Friday, December 23, 2016
Public Release: 5-Dec-2016
When permafrost melts, what happens to all that stored carbon?
Study shows massive release during past warming spike
The Earth Institute at Columbia University
The Arctic's frozen ground contains large stores of organic carbon that have been locked in the permafrost for thousands of years. As global temperatures rise, that permafrost is starting to melt, raising concerns about the impact on the climate as organic carbon becomes exposed. A new study is shedding light on what that could mean for the future by providing the first direct physical evidence of a massive release of carbon from permafrost during a warming spike at the end of the last glacial period.
The study, published this week in the journal Nature Communications, documents how Siberian soil once locked in permafrost was carried into the Arctic Ocean during that period at a rate about seven times higher than today.
"We know the Arctic today is under threat because of growing climate warming, but we don't know to what extent permafrost will respond to this warming. The Arctic carbon reservoir locked in the Siberian permafrost has the potential to lead to massive emissions of the greenhouse gases carbon dioxide and methane to the atmosphere," said study co-author Francesco Muschitiello, a post-doctoral research fellow at Columbia University's Lamont-Doherty Earth Observatory.

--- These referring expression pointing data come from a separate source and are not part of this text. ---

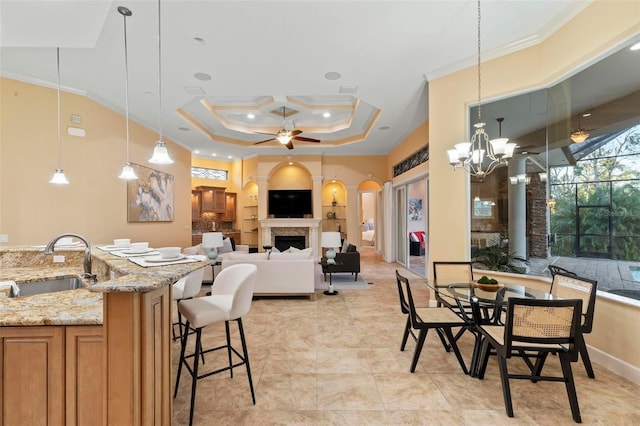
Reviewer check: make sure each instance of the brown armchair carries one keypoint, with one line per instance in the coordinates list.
(345, 262)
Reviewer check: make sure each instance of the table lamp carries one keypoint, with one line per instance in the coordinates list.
(330, 240)
(212, 240)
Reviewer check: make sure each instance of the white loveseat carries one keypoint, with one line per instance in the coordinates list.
(290, 274)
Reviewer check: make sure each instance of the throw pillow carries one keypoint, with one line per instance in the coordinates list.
(290, 256)
(190, 251)
(226, 246)
(247, 256)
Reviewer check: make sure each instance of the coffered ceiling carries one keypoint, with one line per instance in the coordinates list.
(352, 74)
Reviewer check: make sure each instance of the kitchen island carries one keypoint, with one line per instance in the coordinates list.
(96, 355)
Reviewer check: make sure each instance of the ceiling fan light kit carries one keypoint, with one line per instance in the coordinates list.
(284, 136)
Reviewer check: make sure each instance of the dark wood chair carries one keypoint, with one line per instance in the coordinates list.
(442, 320)
(345, 262)
(535, 326)
(568, 286)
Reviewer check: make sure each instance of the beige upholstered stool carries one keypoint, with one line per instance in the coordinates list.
(185, 288)
(230, 300)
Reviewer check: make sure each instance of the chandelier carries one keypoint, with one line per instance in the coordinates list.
(481, 156)
(580, 135)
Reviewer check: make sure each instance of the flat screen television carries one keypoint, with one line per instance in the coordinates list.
(293, 203)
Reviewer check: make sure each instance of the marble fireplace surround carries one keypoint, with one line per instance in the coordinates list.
(308, 227)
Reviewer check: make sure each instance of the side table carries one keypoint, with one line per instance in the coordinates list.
(330, 291)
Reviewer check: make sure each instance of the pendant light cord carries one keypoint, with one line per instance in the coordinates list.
(479, 68)
(159, 77)
(126, 82)
(59, 141)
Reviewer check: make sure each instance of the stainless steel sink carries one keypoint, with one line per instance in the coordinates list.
(49, 286)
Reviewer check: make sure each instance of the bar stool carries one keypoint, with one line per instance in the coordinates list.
(185, 288)
(230, 300)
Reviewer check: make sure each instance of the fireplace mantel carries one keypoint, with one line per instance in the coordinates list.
(313, 226)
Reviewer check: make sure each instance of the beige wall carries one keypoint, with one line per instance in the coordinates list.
(32, 210)
(609, 23)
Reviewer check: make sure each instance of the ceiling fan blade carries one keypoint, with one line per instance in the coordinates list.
(303, 139)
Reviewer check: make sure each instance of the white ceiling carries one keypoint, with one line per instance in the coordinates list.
(262, 55)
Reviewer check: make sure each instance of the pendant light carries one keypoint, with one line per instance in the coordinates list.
(160, 154)
(127, 171)
(480, 156)
(59, 177)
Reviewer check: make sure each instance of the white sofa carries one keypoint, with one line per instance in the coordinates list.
(290, 274)
(208, 272)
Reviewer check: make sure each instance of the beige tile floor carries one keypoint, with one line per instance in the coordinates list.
(337, 361)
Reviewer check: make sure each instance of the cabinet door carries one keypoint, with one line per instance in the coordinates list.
(32, 366)
(212, 199)
(230, 207)
(86, 373)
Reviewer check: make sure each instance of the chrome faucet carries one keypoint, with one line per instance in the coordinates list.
(87, 252)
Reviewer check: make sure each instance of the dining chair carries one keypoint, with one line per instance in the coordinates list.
(540, 326)
(568, 286)
(553, 270)
(440, 319)
(230, 300)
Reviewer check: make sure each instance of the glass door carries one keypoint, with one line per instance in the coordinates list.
(402, 242)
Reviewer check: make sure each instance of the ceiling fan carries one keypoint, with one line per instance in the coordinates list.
(284, 136)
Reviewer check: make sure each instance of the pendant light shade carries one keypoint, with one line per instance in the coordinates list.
(127, 171)
(59, 177)
(160, 153)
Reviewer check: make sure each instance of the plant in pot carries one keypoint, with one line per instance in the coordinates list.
(497, 258)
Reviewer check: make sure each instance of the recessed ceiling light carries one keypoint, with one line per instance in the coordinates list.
(202, 76)
(348, 90)
(332, 75)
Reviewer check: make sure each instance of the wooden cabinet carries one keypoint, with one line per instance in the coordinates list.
(250, 225)
(230, 207)
(32, 370)
(212, 199)
(53, 375)
(86, 376)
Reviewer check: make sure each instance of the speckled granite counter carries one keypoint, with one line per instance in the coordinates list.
(81, 306)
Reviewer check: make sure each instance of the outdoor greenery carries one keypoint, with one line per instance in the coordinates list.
(599, 200)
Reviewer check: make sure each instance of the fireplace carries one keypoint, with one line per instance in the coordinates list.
(283, 242)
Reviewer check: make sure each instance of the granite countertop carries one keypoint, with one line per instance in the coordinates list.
(80, 306)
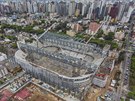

The new study looks at a parallel process, estimating the change in the amount of carbon released from permafrost by examining the amount of organic carbon that was washed from destabilized permafrost into the Lena River and out toward the Arctic Ocean. When permafrost starts to melt, its top "active layer" deepens and the soil loosens, allowing water to flow through it more easily, releasing greenhouse gases to the atmosphere and washing away stored carbon.
"The results indicate severe deepening of the active-layer permafrost in the watershed and release of previously frozen-lock soil carbon, which also implies enhanced microbial respiration of CO2 with important implications for carbon-climate feedback during climate warming," said lead author Tommaso Tesi, a researcher at the Italian National Research Council. Oceans also release CO2 from organic carbon.